How to Save an Extra $1,000 per Month
Most personal finance advice on the internet is garbage. You might as well throw it in the trash where it belongs.
The reason? A lot of it isn’t practical or useful. And more often than not, it’s not applicable to the vast majority of Americans who are living paycheck to paycheck. For them, making a 5% return on the stock market isn’t a priority. They just want to put food on the table and support their family.
I want to share several financial strategies that enabled me to save a lot more money each month. Hopefully, they will do the same for you, too.
1. Do an audit of your grocery bill
Chances are, you don’t eat absolutely everything you purchase from the grocery store. After all, a study published in the American Journal of Agricultural Economics found that the average American household wasted 31.9% of its food. That’s a lot.
Take a moment to think about how much food you end up throwing away each week. Identify the specific items that rarely get eaten. Then, avoid buying them in the future. Doing so will (probably) enable you to save a lot more money on your grocery bill, as you’ll only purchase what you’ll eat.
2. Check to see if you’re paying for any subscriptions that you don’t use anymore
There have been countless occasions where I’ve forgotten to cancel a free trial. Then, it often takes a few months to realize that I’ve been paying for a subscription that I don’t even use.
Check the most recent 90 days of your bank statement.

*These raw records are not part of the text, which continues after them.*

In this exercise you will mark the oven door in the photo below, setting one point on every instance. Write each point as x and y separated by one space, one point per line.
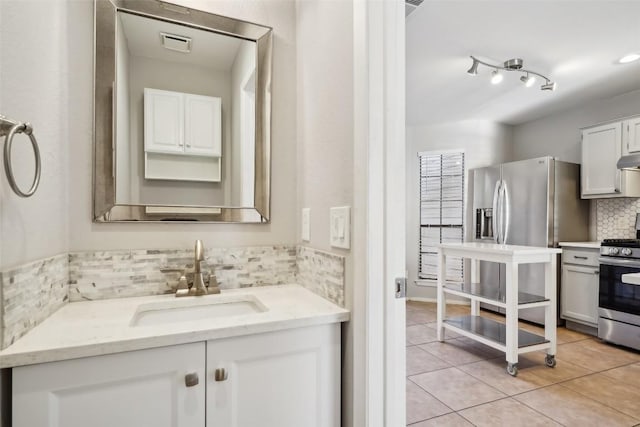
614 294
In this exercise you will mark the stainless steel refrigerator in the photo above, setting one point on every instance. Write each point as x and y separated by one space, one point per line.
533 202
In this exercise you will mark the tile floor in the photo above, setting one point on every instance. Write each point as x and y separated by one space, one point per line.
464 383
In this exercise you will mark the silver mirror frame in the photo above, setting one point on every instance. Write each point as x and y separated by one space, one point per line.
104 207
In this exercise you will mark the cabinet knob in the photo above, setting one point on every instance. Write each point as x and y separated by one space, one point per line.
191 379
221 374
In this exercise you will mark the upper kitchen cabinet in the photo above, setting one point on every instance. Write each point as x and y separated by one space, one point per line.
602 146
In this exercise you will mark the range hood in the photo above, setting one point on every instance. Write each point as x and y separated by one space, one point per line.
629 161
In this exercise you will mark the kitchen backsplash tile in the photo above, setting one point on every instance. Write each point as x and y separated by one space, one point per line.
616 218
31 293
116 274
322 273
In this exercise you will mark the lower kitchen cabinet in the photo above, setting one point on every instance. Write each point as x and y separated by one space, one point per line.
288 378
579 288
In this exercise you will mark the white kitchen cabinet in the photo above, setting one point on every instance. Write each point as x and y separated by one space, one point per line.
602 146
282 379
140 388
580 283
287 378
182 123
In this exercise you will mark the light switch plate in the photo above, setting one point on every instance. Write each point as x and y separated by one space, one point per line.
340 227
306 213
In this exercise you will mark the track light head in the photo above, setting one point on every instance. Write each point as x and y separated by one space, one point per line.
474 68
548 86
528 80
496 77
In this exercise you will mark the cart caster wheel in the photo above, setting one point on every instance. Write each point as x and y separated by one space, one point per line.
550 360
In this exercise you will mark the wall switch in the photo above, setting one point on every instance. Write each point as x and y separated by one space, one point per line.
306 212
340 227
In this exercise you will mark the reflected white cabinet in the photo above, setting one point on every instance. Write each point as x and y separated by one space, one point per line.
579 286
280 379
182 123
287 378
140 388
602 146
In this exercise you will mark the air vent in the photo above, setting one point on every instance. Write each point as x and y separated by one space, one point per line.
410 6
176 42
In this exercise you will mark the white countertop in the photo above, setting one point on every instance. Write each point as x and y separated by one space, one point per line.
93 328
500 249
631 278
588 245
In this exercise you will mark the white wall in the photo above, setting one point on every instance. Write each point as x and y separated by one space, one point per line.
484 143
325 135
558 135
84 235
35 87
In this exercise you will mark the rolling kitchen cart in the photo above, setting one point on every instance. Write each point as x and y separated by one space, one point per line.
504 337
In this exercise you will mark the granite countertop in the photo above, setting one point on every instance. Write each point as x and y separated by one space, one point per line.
588 245
92 328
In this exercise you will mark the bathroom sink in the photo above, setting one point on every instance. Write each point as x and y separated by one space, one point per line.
195 308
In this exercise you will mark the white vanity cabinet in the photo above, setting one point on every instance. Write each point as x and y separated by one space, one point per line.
133 389
281 379
288 378
602 146
580 283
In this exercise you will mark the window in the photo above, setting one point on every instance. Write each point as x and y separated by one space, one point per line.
441 211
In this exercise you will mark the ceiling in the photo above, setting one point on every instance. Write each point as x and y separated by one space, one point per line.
574 43
209 50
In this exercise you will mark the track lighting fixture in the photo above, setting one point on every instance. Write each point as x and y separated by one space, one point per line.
515 64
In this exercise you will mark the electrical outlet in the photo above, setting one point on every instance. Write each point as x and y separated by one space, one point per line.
306 213
340 227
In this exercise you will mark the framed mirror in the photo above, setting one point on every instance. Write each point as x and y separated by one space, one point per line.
182 115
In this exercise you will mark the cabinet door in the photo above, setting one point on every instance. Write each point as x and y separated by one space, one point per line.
279 379
163 121
203 130
580 294
631 132
601 149
133 389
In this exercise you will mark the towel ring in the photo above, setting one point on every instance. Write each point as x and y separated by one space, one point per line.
9 128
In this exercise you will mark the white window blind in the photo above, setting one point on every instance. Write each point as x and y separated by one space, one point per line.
441 211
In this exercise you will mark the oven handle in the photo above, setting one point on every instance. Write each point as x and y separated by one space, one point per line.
620 262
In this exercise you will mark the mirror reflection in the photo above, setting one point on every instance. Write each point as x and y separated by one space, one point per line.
184 117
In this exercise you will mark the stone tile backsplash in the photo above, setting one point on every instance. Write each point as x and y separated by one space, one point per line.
32 292
322 273
616 218
116 274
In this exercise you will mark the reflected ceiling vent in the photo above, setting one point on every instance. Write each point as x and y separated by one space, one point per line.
410 6
176 42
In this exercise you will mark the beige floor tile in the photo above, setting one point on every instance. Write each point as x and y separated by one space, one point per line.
573 409
449 420
595 356
421 405
494 373
456 389
618 395
420 334
417 317
456 352
629 374
506 412
419 361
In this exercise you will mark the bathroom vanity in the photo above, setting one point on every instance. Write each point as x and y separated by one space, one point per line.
258 356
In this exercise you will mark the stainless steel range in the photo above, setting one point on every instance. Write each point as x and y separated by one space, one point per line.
618 301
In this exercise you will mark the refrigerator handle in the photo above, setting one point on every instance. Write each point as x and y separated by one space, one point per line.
507 211
494 219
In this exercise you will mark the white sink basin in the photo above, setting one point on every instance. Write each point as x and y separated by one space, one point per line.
196 308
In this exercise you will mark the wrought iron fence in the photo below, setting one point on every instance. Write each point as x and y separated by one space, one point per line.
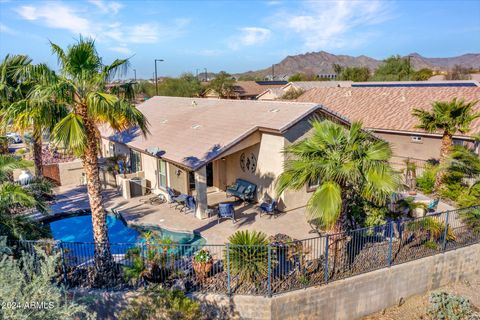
269 269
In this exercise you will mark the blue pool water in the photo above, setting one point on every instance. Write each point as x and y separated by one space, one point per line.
79 229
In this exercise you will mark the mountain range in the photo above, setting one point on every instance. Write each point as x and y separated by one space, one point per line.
322 63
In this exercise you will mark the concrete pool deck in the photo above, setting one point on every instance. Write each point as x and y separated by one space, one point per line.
293 223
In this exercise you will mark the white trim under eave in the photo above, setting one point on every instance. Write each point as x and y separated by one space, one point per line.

If there are unexpected charges, make a few phone calls and cancel any future payments. If not, great. At least you’ll have peace of mind knowing that you’re not paying for products or services that you don’t use anymore.
3. Buy your clothes at cheaper stores
I buy pretty much all of my clothes from H&M. My t-shirts cost approximately $7, and they’ve lasted me over a year. Similarly, my sneakers cost $30, and I’ve had them for a long time, as well.